Beyond the four-letter alphabet of the genome, a far richer code dictates when and where genes are transcribed. The epigenome—defined by an ever-expanding list of modifications to DNA and the proteins that interact with it—determines which genes are dialed up or down and gives each cell type its unique personality. Thickening an already dense plot, three recent papers suggest that the brain may have its own epigenetic lingo.
One, published in Neuron on June 17, described the epigenome of three different types of neuron from the mouse brain—one excitatory, and two inhibitory. Among a slew of other findings, the study reported that neurons harbor a striking degree of cytosine methylation beyond the well-known cytosine-guanine (CpG) sites. This novel modification more closely correlated with gene expression and with neuronal phenotype than did the more common CpG methylation.
Two other studies—one published in the Proceedings of the National Academy of Sciences on April 28 and the other in Nature on June 4—highlighted the importance of non-CpG methylation in Rett syndrome, a neurodevelopmental disorder accompanied by widespread alterations in gene expression. Researchers found that the protein MeCP2, which causes Rett syndrome when mutated, regulates a plethora of genes by binding to non-CpG methylated DNA that starts to surface in young mice. The findings expand the complex epigenetic code in the brain, and point to master mechanisms that may shape the fate and function of neurons through aging and disease.

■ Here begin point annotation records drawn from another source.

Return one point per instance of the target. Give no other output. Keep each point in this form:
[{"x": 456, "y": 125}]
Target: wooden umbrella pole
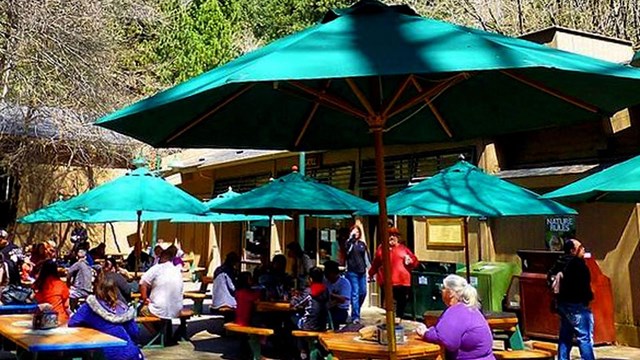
[
  {"x": 384, "y": 240},
  {"x": 466, "y": 248},
  {"x": 138, "y": 246}
]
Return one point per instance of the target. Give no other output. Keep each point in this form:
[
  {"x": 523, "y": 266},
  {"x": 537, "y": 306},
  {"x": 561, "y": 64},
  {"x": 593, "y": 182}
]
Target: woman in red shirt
[
  {"x": 402, "y": 262},
  {"x": 50, "y": 289}
]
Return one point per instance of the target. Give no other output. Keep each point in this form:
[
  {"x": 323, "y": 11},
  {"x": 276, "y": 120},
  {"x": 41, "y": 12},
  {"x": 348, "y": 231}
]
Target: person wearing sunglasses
[
  {"x": 461, "y": 329},
  {"x": 572, "y": 284}
]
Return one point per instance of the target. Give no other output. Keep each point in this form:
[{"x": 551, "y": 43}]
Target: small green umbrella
[
  {"x": 294, "y": 194},
  {"x": 617, "y": 183},
  {"x": 464, "y": 190},
  {"x": 137, "y": 192},
  {"x": 211, "y": 217},
  {"x": 59, "y": 213}
]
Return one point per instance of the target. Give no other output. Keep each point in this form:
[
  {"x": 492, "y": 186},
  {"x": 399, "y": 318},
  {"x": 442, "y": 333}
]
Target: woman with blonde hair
[
  {"x": 104, "y": 312},
  {"x": 461, "y": 329}
]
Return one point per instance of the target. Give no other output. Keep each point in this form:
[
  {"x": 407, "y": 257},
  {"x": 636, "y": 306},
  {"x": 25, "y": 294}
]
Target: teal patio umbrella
[
  {"x": 211, "y": 216},
  {"x": 136, "y": 193},
  {"x": 58, "y": 213},
  {"x": 381, "y": 70},
  {"x": 464, "y": 190},
  {"x": 617, "y": 183},
  {"x": 293, "y": 194}
]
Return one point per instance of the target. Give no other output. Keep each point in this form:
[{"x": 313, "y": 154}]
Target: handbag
[{"x": 16, "y": 295}]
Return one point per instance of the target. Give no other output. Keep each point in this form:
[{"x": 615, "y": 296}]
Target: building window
[{"x": 401, "y": 170}]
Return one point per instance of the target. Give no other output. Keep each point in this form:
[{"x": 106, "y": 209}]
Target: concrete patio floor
[{"x": 208, "y": 342}]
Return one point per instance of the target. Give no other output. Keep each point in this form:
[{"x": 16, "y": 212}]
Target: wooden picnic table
[
  {"x": 17, "y": 329},
  {"x": 348, "y": 345},
  {"x": 273, "y": 306},
  {"x": 18, "y": 309}
]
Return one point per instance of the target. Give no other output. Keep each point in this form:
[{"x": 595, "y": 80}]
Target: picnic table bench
[
  {"x": 17, "y": 329},
  {"x": 254, "y": 334}
]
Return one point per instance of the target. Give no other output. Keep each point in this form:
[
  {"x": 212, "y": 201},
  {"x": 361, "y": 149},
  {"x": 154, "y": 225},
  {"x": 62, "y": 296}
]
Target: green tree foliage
[
  {"x": 194, "y": 37},
  {"x": 272, "y": 19}
]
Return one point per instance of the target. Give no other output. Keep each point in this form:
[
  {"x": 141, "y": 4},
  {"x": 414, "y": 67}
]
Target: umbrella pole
[
  {"x": 138, "y": 246},
  {"x": 465, "y": 231},
  {"x": 384, "y": 240}
]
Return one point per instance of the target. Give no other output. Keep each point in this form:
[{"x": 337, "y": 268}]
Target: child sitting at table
[
  {"x": 313, "y": 299},
  {"x": 246, "y": 297},
  {"x": 339, "y": 293}
]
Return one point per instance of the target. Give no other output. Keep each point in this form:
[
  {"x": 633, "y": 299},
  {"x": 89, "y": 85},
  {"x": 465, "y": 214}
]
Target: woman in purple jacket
[
  {"x": 461, "y": 329},
  {"x": 104, "y": 312}
]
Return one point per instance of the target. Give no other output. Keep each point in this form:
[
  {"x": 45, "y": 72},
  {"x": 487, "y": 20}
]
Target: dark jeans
[
  {"x": 400, "y": 296},
  {"x": 575, "y": 320},
  {"x": 338, "y": 317},
  {"x": 358, "y": 292}
]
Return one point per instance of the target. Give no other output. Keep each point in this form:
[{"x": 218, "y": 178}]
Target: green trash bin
[
  {"x": 492, "y": 280},
  {"x": 425, "y": 287}
]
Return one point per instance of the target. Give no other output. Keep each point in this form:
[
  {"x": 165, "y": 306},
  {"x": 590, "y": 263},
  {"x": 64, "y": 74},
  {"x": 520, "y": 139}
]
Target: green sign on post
[{"x": 558, "y": 229}]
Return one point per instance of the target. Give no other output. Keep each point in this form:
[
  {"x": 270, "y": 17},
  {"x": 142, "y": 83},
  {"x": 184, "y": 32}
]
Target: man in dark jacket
[{"x": 573, "y": 297}]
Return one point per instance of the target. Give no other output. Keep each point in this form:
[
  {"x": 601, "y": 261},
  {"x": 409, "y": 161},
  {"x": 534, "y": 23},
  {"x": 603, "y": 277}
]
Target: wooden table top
[
  {"x": 496, "y": 320},
  {"x": 273, "y": 306},
  {"x": 348, "y": 345},
  {"x": 17, "y": 329}
]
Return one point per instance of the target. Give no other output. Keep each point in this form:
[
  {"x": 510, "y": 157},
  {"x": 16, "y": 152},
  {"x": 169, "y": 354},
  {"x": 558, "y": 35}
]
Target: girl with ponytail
[{"x": 462, "y": 329}]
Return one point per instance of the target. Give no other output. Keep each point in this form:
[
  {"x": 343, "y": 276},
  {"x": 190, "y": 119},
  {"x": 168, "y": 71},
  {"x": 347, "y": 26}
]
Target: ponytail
[
  {"x": 462, "y": 290},
  {"x": 469, "y": 296}
]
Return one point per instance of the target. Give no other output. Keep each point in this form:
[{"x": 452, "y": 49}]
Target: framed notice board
[{"x": 445, "y": 232}]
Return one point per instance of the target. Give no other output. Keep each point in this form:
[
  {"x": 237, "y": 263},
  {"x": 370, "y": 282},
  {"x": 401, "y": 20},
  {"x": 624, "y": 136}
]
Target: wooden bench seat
[
  {"x": 254, "y": 336},
  {"x": 197, "y": 298},
  {"x": 305, "y": 333},
  {"x": 250, "y": 330},
  {"x": 312, "y": 341},
  {"x": 550, "y": 347},
  {"x": 523, "y": 354},
  {"x": 157, "y": 338},
  {"x": 147, "y": 319}
]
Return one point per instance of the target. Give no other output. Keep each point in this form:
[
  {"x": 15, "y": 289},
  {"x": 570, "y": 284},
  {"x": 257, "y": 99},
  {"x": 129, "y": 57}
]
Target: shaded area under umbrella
[
  {"x": 617, "y": 183},
  {"x": 374, "y": 68}
]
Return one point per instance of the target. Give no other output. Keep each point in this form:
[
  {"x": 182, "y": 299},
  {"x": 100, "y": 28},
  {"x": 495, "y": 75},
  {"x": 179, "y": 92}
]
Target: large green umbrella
[
  {"x": 617, "y": 183},
  {"x": 464, "y": 190},
  {"x": 294, "y": 194},
  {"x": 380, "y": 69}
]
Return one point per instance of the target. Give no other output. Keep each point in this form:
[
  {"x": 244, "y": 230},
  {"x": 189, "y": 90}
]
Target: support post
[
  {"x": 384, "y": 240},
  {"x": 302, "y": 162},
  {"x": 466, "y": 248}
]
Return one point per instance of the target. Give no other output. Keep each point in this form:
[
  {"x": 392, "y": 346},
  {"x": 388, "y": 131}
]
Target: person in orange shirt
[
  {"x": 402, "y": 262},
  {"x": 50, "y": 289}
]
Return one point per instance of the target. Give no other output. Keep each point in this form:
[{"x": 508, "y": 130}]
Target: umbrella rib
[
  {"x": 536, "y": 85},
  {"x": 316, "y": 105},
  {"x": 215, "y": 109},
  {"x": 433, "y": 109},
  {"x": 436, "y": 90},
  {"x": 397, "y": 95},
  {"x": 330, "y": 99},
  {"x": 360, "y": 95}
]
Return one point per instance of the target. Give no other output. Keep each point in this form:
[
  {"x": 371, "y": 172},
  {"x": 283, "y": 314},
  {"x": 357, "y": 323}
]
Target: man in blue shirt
[{"x": 339, "y": 293}]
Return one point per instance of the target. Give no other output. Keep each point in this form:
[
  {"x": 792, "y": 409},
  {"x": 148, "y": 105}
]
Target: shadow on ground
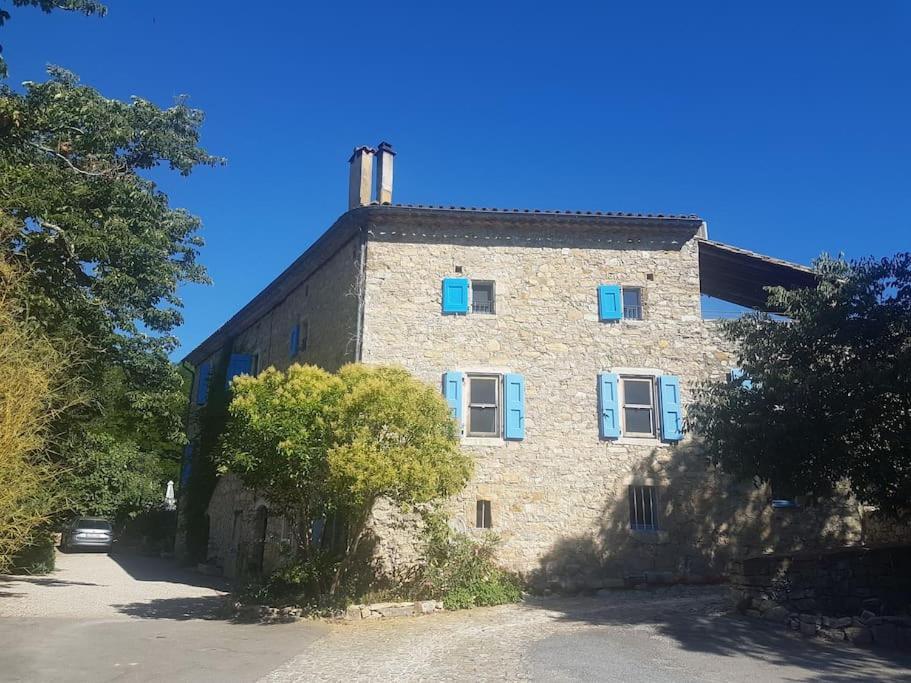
[
  {"x": 144, "y": 568},
  {"x": 207, "y": 608},
  {"x": 698, "y": 621}
]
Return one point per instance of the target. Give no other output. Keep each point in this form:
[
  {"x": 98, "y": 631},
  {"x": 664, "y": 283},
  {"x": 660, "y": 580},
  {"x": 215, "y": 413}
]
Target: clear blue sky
[{"x": 786, "y": 125}]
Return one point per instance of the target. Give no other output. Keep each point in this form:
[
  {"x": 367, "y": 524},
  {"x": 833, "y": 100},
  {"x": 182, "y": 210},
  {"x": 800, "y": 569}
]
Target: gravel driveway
[
  {"x": 123, "y": 618},
  {"x": 93, "y": 585}
]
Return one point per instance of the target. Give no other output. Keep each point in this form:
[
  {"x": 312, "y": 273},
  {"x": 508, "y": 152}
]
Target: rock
[
  {"x": 884, "y": 634},
  {"x": 808, "y": 628},
  {"x": 425, "y": 606},
  {"x": 777, "y": 614},
  {"x": 859, "y": 635}
]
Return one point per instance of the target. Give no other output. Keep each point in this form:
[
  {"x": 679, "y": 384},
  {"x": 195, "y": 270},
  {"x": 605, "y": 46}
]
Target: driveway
[{"x": 125, "y": 618}]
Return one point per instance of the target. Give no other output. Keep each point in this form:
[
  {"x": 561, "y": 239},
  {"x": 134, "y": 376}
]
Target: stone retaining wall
[{"x": 862, "y": 595}]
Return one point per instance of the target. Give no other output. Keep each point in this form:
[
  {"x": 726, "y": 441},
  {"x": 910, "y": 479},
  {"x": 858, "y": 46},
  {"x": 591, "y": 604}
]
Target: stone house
[{"x": 568, "y": 345}]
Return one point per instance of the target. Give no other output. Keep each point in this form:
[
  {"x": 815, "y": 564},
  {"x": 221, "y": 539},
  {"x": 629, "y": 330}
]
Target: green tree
[
  {"x": 319, "y": 444},
  {"x": 106, "y": 253},
  {"x": 825, "y": 397},
  {"x": 47, "y": 6}
]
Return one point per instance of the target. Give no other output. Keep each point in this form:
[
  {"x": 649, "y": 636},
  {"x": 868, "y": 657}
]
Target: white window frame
[
  {"x": 493, "y": 296},
  {"x": 482, "y": 506},
  {"x": 498, "y": 405},
  {"x": 653, "y": 407},
  {"x": 638, "y": 497},
  {"x": 637, "y": 288}
]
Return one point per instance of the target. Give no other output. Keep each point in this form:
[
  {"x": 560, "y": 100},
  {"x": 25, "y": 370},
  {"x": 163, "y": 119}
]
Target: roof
[
  {"x": 741, "y": 276},
  {"x": 350, "y": 223}
]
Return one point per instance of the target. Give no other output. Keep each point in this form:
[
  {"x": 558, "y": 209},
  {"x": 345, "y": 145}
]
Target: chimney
[
  {"x": 384, "y": 173},
  {"x": 360, "y": 176}
]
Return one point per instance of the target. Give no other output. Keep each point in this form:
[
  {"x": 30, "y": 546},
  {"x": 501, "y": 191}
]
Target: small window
[
  {"x": 304, "y": 339},
  {"x": 643, "y": 508},
  {"x": 632, "y": 303},
  {"x": 483, "y": 405},
  {"x": 638, "y": 406},
  {"x": 484, "y": 519},
  {"x": 482, "y": 299}
]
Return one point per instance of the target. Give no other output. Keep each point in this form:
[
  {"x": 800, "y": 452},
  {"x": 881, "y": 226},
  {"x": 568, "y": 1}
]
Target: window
[
  {"x": 483, "y": 405},
  {"x": 632, "y": 303},
  {"x": 643, "y": 508},
  {"x": 482, "y": 299},
  {"x": 638, "y": 406},
  {"x": 483, "y": 520}
]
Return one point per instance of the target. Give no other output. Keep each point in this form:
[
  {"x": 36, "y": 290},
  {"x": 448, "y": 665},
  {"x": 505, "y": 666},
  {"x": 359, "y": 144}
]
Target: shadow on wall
[{"x": 703, "y": 521}]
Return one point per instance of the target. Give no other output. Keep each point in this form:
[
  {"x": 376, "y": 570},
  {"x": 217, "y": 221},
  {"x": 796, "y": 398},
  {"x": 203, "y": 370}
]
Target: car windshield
[{"x": 93, "y": 524}]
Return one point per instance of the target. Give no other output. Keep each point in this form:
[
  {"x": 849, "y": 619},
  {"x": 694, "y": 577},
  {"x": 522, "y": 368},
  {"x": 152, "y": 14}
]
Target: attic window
[{"x": 483, "y": 519}]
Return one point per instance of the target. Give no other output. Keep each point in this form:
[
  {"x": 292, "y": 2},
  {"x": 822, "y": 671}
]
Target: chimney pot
[
  {"x": 360, "y": 176},
  {"x": 384, "y": 173}
]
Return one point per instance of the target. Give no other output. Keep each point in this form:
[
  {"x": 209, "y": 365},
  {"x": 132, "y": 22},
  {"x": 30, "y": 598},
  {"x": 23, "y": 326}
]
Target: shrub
[
  {"x": 37, "y": 557},
  {"x": 461, "y": 570}
]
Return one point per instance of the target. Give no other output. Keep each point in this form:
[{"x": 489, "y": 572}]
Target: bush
[
  {"x": 37, "y": 557},
  {"x": 461, "y": 570}
]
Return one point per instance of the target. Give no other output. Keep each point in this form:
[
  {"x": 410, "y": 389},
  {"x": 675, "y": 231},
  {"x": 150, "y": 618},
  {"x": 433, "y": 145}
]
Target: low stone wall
[{"x": 862, "y": 595}]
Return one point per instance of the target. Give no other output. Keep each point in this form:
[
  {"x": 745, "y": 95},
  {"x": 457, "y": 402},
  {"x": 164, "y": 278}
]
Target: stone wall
[
  {"x": 559, "y": 496},
  {"x": 858, "y": 594},
  {"x": 328, "y": 303}
]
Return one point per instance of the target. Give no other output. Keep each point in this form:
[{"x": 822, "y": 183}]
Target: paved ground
[{"x": 124, "y": 618}]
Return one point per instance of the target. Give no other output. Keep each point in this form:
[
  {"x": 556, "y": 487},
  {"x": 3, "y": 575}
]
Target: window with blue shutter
[
  {"x": 187, "y": 464},
  {"x": 514, "y": 406},
  {"x": 671, "y": 416},
  {"x": 202, "y": 386},
  {"x": 610, "y": 302},
  {"x": 739, "y": 376},
  {"x": 452, "y": 391},
  {"x": 455, "y": 295},
  {"x": 239, "y": 364},
  {"x": 294, "y": 342},
  {"x": 609, "y": 405}
]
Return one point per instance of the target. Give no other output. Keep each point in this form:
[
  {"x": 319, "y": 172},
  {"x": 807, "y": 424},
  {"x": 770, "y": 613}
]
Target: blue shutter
[
  {"x": 455, "y": 295},
  {"x": 609, "y": 405},
  {"x": 202, "y": 387},
  {"x": 739, "y": 376},
  {"x": 239, "y": 364},
  {"x": 452, "y": 390},
  {"x": 187, "y": 464},
  {"x": 294, "y": 342},
  {"x": 671, "y": 417},
  {"x": 610, "y": 302},
  {"x": 514, "y": 406}
]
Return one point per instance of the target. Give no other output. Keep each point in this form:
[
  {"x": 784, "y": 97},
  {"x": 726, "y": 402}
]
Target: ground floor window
[
  {"x": 484, "y": 518},
  {"x": 643, "y": 508}
]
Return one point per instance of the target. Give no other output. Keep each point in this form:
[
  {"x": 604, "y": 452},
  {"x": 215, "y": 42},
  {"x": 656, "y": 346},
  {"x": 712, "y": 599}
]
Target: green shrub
[
  {"x": 461, "y": 570},
  {"x": 37, "y": 557}
]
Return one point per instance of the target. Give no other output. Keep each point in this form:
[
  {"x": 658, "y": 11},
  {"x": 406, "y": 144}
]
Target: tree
[
  {"x": 106, "y": 254},
  {"x": 317, "y": 444},
  {"x": 87, "y": 7},
  {"x": 825, "y": 397},
  {"x": 31, "y": 375}
]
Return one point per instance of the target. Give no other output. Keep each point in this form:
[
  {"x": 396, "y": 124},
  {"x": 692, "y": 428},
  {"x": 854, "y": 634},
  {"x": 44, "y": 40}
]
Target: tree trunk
[{"x": 359, "y": 528}]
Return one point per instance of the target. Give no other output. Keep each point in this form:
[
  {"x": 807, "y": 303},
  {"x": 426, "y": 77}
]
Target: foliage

In contrast to methylated CpG (mCG), non-CpG methylation, or “mCH,” where H can be an A, T, or C, rarely happens in somatic cells, although it accounts for around a quarter of the methylation in pluripotent stem cells (see Lister et al., 2009 and Ziller et al., 2011). A recent study led by Joseph Ecker at the Salk Institute in La Jolla sequenced the “methylome” of most human organs except the brain. It reported that, though sparse, mCH does occur in adult tissues. There it correlates with gene repression, but likely only in distinct subsets of cells within each organ, (see Schultz et al., 2015). The story is different in the brain, where researchers have found non-CpG methylation to be far more prominent (see Xie et al., 2012, Varley et al., 2013, and Guo et al., 2014).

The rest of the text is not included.